Direct primary care is a concept that is swiftly gaining ground in the mainstream healthcare industry. Patients who are mainly homebound, often grapple with complicated medical issues which are costly as well.
They also have issues visiting the offices of doctors, clinics, and hospitals. Some also tend to be more comfortable and happier when they are at home.
This may lead to a direct primary care wave that engulfs the healthcare sector in the near future.
Reports by McKinsey indicate estimates of close to $265 billion in care services (covering up to 25% of healthcare costs) for Medicare Advantage and Medicare-fee-for-service beneficiaries switching to home-based patient care models by 2025.
There will be a team-centric primary care framework that will also encompass non-conventional service providers as per experts.
Direct primary care is a model of alternative and affordable care which does away with the third-party billing and fee-for-service payment system.
Patients can get quality care at home while paying providers a flat monthly or annual charge for routine services including lab testing, quarterly examinations, telemedicine or telehealth, and home-based visits as well.
At the same time, while this system enhances patient access, it will also have ramifications for the health insurance system as well.
Many believe that there could be a more rational and universal framework for getting direct primary care into the health insurance package of benefits for consumers.
Here are some other points worth noting in this regard:
There will be a digital framework necessary for the success of the system and for driving the service provider network with proper tools and other infrastructure.
Community-based entities will have to be integrated into the care network and providers should be able to leverage technologies for data capturing, onboarding, exchange, and digitization as well.
They should support several use cases including quality reporting and SDOH as well. Suitable cloud-based digital platforms can boost the multiple relationships and procedures required to coordinate patient care.
Through analytics and information-sharing, along with the inclusion of both non-medical and medical services, providers may tap a sizable care network and community for patients.

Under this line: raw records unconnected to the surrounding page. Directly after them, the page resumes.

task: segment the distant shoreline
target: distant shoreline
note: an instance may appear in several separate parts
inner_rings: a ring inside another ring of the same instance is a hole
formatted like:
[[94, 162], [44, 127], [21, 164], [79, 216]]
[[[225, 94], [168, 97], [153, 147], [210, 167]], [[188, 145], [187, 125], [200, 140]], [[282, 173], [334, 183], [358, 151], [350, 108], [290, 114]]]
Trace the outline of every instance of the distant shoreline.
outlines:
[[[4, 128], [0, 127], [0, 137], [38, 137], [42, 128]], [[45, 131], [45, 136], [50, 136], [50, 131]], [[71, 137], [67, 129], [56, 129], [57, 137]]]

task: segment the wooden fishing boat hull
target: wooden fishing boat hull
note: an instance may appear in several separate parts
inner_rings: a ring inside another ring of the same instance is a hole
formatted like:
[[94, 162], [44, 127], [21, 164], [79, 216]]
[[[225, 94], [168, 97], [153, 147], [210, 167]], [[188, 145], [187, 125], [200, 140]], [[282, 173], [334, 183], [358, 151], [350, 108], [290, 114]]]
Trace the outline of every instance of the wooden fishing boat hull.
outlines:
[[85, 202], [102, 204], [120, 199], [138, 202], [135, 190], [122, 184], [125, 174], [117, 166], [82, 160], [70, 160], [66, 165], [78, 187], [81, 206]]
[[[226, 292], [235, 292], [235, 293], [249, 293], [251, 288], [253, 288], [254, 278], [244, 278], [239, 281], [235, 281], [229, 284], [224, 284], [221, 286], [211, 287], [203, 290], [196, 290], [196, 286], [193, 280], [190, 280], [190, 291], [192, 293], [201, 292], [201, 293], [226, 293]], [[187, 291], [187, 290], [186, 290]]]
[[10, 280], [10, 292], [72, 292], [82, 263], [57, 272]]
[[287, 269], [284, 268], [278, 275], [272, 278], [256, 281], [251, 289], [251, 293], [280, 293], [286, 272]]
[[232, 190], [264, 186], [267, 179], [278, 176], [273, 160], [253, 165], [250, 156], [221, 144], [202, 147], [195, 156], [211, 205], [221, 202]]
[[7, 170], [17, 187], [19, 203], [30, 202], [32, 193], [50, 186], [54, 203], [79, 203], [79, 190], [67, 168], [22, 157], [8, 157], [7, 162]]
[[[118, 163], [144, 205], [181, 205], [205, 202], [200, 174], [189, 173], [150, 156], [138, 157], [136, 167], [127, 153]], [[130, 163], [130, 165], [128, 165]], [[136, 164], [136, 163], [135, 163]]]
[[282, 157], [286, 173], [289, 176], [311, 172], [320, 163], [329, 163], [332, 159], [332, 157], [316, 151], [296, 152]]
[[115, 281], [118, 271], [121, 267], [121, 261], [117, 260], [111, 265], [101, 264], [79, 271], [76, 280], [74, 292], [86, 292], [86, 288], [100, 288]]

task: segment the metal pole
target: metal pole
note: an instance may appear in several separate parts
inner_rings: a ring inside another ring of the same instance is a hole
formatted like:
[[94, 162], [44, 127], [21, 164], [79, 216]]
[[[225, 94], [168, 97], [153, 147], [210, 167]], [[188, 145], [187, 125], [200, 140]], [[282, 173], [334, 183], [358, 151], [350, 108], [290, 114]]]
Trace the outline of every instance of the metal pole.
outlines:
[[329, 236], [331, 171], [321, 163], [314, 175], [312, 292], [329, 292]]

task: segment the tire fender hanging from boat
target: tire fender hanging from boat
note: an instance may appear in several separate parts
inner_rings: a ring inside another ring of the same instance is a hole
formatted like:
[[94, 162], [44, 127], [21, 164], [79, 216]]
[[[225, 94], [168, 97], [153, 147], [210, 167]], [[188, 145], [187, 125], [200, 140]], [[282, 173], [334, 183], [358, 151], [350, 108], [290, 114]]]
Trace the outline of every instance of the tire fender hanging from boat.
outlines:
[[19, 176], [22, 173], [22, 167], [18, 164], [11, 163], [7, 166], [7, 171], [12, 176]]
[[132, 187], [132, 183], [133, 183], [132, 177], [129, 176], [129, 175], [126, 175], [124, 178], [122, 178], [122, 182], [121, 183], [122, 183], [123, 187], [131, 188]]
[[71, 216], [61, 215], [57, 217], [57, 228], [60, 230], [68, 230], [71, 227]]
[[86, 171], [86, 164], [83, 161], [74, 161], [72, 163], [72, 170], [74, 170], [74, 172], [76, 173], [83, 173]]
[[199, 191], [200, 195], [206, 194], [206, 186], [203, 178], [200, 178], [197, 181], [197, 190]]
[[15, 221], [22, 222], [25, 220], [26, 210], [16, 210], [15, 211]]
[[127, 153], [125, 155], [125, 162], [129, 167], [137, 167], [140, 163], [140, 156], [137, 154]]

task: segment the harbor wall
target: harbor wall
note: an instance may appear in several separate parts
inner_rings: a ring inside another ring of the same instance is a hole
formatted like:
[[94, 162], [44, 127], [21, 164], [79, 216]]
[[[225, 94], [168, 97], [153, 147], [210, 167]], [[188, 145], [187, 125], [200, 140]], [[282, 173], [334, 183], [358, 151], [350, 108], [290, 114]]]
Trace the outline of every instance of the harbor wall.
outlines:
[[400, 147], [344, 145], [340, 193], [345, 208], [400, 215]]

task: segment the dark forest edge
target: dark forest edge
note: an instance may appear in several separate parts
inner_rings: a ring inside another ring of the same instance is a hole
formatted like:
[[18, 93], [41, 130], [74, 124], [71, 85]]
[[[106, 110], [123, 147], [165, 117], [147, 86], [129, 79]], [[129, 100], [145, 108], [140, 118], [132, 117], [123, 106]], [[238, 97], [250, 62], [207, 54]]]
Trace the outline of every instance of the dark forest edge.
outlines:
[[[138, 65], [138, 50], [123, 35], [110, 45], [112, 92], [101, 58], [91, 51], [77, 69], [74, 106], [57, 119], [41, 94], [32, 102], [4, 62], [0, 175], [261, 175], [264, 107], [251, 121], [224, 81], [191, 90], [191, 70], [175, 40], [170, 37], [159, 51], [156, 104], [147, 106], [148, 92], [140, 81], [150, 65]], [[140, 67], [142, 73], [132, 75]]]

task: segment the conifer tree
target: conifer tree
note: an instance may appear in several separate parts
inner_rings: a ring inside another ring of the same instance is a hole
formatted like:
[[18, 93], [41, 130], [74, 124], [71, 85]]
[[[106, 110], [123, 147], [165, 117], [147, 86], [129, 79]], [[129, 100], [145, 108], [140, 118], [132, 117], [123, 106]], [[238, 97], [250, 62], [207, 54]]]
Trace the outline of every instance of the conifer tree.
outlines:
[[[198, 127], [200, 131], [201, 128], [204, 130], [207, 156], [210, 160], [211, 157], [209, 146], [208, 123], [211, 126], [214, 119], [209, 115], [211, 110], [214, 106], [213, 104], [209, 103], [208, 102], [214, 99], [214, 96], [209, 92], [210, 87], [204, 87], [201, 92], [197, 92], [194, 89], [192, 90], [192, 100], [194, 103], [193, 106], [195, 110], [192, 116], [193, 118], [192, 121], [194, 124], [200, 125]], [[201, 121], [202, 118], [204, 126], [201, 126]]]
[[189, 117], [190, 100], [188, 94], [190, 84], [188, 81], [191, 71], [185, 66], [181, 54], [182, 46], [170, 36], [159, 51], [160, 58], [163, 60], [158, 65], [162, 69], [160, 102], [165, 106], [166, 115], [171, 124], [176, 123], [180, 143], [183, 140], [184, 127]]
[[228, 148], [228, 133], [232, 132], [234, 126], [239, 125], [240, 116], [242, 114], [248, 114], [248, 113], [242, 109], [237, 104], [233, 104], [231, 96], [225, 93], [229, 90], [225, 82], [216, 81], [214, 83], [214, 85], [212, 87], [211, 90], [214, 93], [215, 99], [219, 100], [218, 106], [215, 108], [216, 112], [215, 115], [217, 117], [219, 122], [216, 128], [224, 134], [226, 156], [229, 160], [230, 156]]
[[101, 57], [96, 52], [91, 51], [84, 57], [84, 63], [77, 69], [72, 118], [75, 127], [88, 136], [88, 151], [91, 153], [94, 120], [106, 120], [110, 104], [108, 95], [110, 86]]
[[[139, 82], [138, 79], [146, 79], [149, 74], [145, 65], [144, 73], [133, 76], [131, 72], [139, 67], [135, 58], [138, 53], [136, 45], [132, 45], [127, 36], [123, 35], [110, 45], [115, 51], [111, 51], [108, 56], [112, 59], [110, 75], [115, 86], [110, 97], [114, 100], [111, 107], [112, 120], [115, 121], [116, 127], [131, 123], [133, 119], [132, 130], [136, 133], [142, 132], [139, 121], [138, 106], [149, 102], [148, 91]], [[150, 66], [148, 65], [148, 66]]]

Direct primary care is an alternative system of healthcare that eliminates the fee-for-service payment system and third-party billing. It involves direct patient care with lower costs, easier accessibility, and better engagement and outcomes.
Technology is the driving force behind primary care, enabling the digital infrastructure for at-home primary care services, onboarding, data sharing, analytics, SDOH, exchange, and more.
At the same time, it will help providers take care of the multiple care procedures and coordination mechanisms more effectively.
Direct primary care has several benefits including better patient outcomes, lower physician fatigue, more time spent with patients, lower medical costs overall, greater transparency in billing, zero reimbursement or administrative hassles for providers, more convenience, and a lot more.
Direct primary care impacts healthcare costs greatly. They come down sizably since telemedicine and other remote solutions do away with the need for hospital visits.
At the same time, administrative and infrastructural load reduces greatly, which ultimately lowers costs. Third-party billing and fee-for-service systems are not required, with more transparency and annual/monthly fees for flat charges.